Watching these kids experience that kind of quiet, beauty, and space to breathe — some for the first time — was really powerful.
And something shifted that day. They weren’t just kids from the same tough streets anymore. They were young men and women walking together, talking about God, and seeing a bigger world than the one they’ve grown up in.
WHY THIS MATTERS
Almost every student who’s been with us a year or more — especially those who’ve gone to camp — has made a profession of faith in Jesus Christ.
But one story I’ll never forget started at a summer block party. One young girl came for the Slip ’N Slide and ended up sitting down to hear the gospel presentation.
When we gave an invitation for baptism, she came forward. I pulled her aside to make sure she knew what it all meant. I joked that it wasn’t just about getting in a pool because it’s hot out. I explained baptism and told her to go home, think, and pray about it. I said if she still wanted to be baptized, she could come to the next block party.
When we held the next block party a month later, she was the first one in line to be baptized.
So, how was year ONE of Homework Club? Well, that felt like breaking up hard ground. And literal fights. That and settling arguments and walking kids home so they didn’t wander into trouble.

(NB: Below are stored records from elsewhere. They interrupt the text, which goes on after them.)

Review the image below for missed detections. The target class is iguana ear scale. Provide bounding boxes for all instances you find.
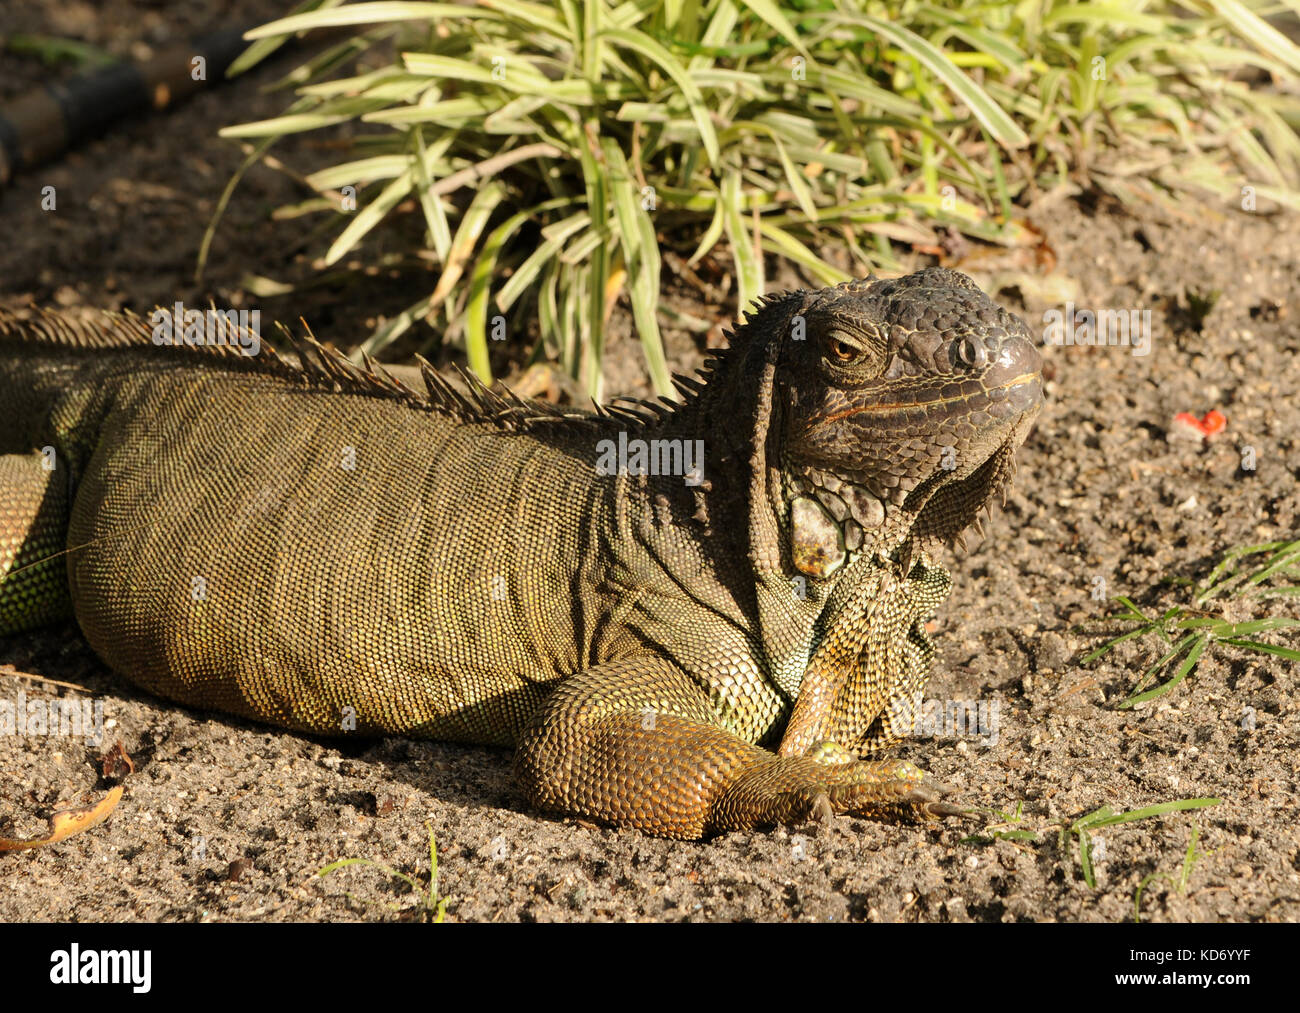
[790,496,846,578]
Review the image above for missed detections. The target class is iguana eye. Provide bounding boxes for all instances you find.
[826,332,865,364]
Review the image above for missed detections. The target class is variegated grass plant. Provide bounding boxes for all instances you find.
[205,0,1300,396]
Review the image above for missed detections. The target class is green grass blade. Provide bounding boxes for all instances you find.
[1078,829,1095,888]
[196,134,281,281]
[602,27,720,165]
[431,180,507,328]
[721,170,762,317]
[735,0,807,56]
[1081,622,1157,664]
[758,222,850,285]
[466,205,546,381]
[1080,798,1222,829]
[602,137,670,394]
[1117,633,1208,709]
[244,2,495,38]
[687,196,726,267]
[1206,0,1300,74]
[826,13,1028,148]
[324,169,416,266]
[228,0,349,77]
[355,290,438,358]
[1217,638,1300,662]
[497,212,589,311]
[1221,617,1300,635]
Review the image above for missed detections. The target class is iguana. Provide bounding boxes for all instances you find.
[0,268,1042,839]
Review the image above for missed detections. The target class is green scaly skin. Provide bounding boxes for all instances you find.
[0,269,1042,839]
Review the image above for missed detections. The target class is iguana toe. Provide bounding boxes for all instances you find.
[918,799,969,819]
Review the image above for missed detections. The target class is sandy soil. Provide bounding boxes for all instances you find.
[1,0,1296,922]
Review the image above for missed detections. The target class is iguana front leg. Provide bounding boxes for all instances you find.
[780,557,951,759]
[515,656,954,839]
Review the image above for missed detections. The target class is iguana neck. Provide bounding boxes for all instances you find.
[616,303,831,681]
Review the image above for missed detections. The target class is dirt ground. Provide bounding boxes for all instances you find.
[1,0,1296,922]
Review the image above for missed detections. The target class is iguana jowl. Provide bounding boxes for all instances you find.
[0,268,1042,839]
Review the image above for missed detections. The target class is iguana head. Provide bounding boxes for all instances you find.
[752,268,1042,578]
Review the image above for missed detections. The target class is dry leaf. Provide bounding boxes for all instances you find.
[0,786,124,852]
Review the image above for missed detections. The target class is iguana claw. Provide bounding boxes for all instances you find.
[898,781,968,819]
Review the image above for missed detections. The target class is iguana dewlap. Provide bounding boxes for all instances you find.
[0,269,1042,838]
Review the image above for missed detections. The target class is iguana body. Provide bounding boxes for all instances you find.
[0,270,1042,838]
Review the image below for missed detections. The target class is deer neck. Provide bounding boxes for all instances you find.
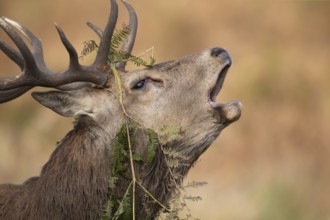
[32,116,114,218]
[41,116,113,177]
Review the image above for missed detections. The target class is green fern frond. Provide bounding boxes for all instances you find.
[159,124,182,144]
[109,51,130,63]
[102,199,114,220]
[101,177,119,220]
[110,24,131,51]
[148,56,156,66]
[108,24,131,64]
[112,186,133,220]
[162,147,187,161]
[113,123,157,175]
[184,181,208,188]
[109,177,119,190]
[145,128,158,164]
[80,40,98,59]
[128,55,149,67]
[119,191,133,220]
[112,125,130,175]
[80,24,155,68]
[183,195,202,202]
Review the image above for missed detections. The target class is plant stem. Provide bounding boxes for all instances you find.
[125,116,137,220]
[111,180,133,220]
[136,181,171,213]
[111,63,137,219]
[111,63,127,115]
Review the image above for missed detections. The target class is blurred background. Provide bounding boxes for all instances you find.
[0,0,329,219]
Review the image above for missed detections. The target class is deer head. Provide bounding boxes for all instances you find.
[0,0,241,218]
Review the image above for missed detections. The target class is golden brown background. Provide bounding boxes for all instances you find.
[0,0,329,219]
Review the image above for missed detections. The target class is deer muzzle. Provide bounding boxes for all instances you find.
[208,47,242,125]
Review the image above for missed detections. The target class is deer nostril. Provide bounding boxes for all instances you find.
[211,47,229,59]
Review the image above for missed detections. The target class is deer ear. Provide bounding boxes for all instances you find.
[32,91,93,117]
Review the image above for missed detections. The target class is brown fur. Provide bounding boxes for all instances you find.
[0,117,112,219]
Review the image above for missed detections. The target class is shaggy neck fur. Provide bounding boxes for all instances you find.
[0,117,112,220]
[0,117,212,219]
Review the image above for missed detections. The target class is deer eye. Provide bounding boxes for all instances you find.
[132,78,147,90]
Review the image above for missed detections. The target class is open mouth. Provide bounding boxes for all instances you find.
[208,64,231,108]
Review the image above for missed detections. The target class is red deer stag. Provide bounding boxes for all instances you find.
[0,0,241,219]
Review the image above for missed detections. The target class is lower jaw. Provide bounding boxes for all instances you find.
[209,100,242,124]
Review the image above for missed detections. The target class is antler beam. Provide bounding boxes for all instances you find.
[0,0,123,103]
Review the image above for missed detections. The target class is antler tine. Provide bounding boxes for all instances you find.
[93,0,118,69]
[86,22,103,39]
[4,17,49,72]
[0,39,24,70]
[0,18,41,90]
[85,0,138,71]
[0,18,37,73]
[116,0,138,70]
[54,23,80,70]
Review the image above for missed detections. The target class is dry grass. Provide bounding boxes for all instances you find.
[1,0,329,219]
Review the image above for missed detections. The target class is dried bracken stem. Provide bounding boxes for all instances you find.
[111,64,127,116]
[112,180,133,220]
[136,46,154,58]
[125,116,136,220]
[111,63,136,219]
[136,181,171,212]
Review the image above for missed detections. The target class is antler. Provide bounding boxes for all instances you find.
[87,0,138,71]
[0,0,120,103]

But what about year FOUR of Homework Club? So many of those same kids still show up at Greenhouse. Three of our original crew are now freshman student leaders. In a couple weeks, they’ll be sharing their testimonies with younger students who are exactly where they used to be. As I write this, I’m honestly in awe.
Can you imagine where these kids will be four years from now? Some will be starting careers, some continuing education, and maybe even some will have families of their own. It’s our prayer that these guys will be solid, sold-out believers in Jesus not just four years from now, but forever. And that’s why we’re spending our days, evenings, and weekends with them!
HOW YOU CAN PRAY
What these kids are exposed to daily is dark and destructive. The pull back toward old patterns, old pressures, and old voices is real. But we trust a God who loves them more than we do — a God who paid the highest price to rescue them from sin and death.
Pray for protection for them.
Pray we would have His heart, patience, and wisdom toward them.
Pray for grace to minister well as more kids come alongside us. We could really use some more people who feel called to step into this work.
Pray we’d have the faith to trust Him for what’s next.
And, finally, maybe pray that we can get a church van too!